Inspiré d'un roman dont l'auteur avait affirmé qu'il s'inspirait d'un fait divers jamais élucidé, avant d'avouer qu'il n'était qu'oeuvre de fiction, Pique-Nique à Hanging Rock (1975) est un joyau méconnu du cinéma fantastique. Tout en douceur, sublimant la beauté diaphane de ses jeunes interprètes, le film évoque l’énigme de ces disparitions en faisant appel à l’imaginaire, jouant avec sa frustration comme avec celle de ses héroïnes. Pique-Nique à Hanging Rock révéla son auteur : Peter Weir. Méconnu du temps où il tournait en Australie (La Dernière Vague), mésestimé depuis qu’il tourne à Hollywood (The Truman Show et Master and Commander passent, à tort, pour des films sans auteur), le cinéaste tourne depuis toujours autour du même thème : l’homme déchiré entre la nature et la culture ; sa propre nature animale et la culture de sa personnalité." -
Positif
"... mesurer à quel point ce conte gothique en pleine nature a admirablement vieili. Ce n'est pas seulement la présence du petit Dominic Guard (vedette du Messager) qui fait penser à Joseph Losey, mais cette texture dense, cette inquiétude métaphysique, cette complexité des rapports humains. À coup sûr, une des oeuvres majeures de Weir à redécouvrir."
-
Cinéma
" ... il faut éviter un contresens majeur : celui de ne voir dans cette joliesse qu'un effet gratuit de caligraphie (...) l'élégance formelle des lignes et des rapports de couleurs joue un rôle déterminant (...) comme le déclare Peter Weir dans l'interview parue dans Stars System : " J'ai surtout pensé aux photographies de Lartigue, notamment aux premières épreuves en couleurs. Je les ai montrées à l'opérateur en lui demandant d'en retrouver les teintes. Et j'ai essayé de me servir de la beauté en tant que puissance. La beauté est pleine de violence, de sexe, de passion."
La beauté du monde clos des jeunes filles en arrive à se fondre dans la splendeur d'une nature aux merveilleuses teintes impressionnistes. Nous assistons à une véritable prise de pouvoir de cette nature sur les adolescentes enfn révélées à ce que Peter Weir appelle "la vraie vie". Celle qu'exprime la musique de la flûte de Pan, celle des êtres et de la terre, les fourmis et les serpents (...)

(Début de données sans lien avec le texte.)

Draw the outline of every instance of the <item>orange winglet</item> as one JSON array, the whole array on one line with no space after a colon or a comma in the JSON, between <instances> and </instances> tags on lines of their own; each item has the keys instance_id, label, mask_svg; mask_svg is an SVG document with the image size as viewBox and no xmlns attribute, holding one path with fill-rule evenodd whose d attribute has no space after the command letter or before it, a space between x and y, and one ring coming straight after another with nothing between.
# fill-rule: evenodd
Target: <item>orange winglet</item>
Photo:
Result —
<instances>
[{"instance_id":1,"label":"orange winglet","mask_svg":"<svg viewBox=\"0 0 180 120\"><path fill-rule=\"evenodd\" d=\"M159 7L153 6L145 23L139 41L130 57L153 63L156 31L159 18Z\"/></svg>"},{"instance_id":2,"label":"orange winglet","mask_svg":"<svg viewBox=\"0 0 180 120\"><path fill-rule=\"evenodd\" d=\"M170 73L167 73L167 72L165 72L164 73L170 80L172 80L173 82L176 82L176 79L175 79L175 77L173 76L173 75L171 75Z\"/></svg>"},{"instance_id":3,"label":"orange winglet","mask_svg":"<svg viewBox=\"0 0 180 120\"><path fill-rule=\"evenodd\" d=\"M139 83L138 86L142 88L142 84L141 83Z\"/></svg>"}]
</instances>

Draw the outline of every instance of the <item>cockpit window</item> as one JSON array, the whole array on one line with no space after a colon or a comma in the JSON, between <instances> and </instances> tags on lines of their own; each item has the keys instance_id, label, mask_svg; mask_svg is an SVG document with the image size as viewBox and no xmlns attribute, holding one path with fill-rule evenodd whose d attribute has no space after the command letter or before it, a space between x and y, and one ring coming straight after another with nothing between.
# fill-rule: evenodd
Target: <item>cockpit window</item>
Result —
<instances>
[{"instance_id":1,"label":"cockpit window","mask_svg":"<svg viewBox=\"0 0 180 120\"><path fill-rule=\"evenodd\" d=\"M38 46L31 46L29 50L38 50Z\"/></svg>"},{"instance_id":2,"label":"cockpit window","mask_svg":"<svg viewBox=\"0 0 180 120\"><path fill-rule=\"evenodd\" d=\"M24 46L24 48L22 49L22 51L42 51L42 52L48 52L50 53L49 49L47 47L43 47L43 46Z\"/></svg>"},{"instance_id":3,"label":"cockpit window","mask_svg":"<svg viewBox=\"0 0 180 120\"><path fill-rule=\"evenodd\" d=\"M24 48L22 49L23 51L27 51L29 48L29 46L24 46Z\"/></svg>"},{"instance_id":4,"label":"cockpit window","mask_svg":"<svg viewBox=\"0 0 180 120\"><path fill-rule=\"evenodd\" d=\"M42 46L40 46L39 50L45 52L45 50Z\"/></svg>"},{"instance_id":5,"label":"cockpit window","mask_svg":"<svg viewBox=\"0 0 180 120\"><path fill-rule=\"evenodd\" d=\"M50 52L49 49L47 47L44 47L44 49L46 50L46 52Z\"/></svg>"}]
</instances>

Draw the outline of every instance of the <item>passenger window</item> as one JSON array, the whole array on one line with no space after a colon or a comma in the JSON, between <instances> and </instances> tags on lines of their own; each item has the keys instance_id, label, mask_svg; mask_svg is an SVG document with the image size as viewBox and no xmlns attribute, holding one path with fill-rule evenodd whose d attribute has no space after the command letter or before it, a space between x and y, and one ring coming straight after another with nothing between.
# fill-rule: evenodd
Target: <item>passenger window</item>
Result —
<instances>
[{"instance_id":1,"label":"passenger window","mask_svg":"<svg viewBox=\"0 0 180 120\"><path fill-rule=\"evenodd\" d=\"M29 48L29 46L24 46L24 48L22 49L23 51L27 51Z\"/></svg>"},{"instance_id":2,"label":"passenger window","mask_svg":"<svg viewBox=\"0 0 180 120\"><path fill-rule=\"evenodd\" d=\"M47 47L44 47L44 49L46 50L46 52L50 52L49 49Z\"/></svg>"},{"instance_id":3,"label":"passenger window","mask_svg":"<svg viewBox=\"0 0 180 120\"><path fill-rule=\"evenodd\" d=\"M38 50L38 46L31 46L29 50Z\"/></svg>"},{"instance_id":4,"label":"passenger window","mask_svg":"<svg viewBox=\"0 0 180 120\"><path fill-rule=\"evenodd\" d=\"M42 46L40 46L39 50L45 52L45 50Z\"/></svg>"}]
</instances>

A chacun de suivre et d'interpréter les nombreuses directions de lectures possibles : le fait divers policier, le récit fantanstique qui se réfère aux secrets perdus des aborigènes, le symbolisme psychanalytique inspiré des grands archétypes de Jung, la parabole sur la libération sexuelle des jeunes filles échappant aux monstres de la morale victorienne (...) les plans de signification sont nombreux, et comme ils retentissent étroitement les uns sur les autres, on mesure toute la richesse de ce film..."













Vous en parlez
Du David Hamilton pudique et horrifique, en douceur, comme un rêve qui met mal à l'aise et qui n'en finit pas. On ne sait pas d'ou vient le trouble. on veut se réveiller et on peut pas. Peter Weir est unr éalisateur bien plus interessant qu'on le croit. En voyant ce film là, tourné bien avant Le Cercle des poètes disparus, on repense à son univers. La mort semble y tenir une grande place, de façon souterraine, presqu'inavouée. je n'avais pas aimé son film sur els survivants d'un crash d'avion (Fearless, je crois) mais maintenant ça me semble interessnat à revoir avec l'ambiance de ses premiers films australiens. "Les voitures qui ont mangé paris"... le titre est fun et weird à souhait !! je vaisvite le louer.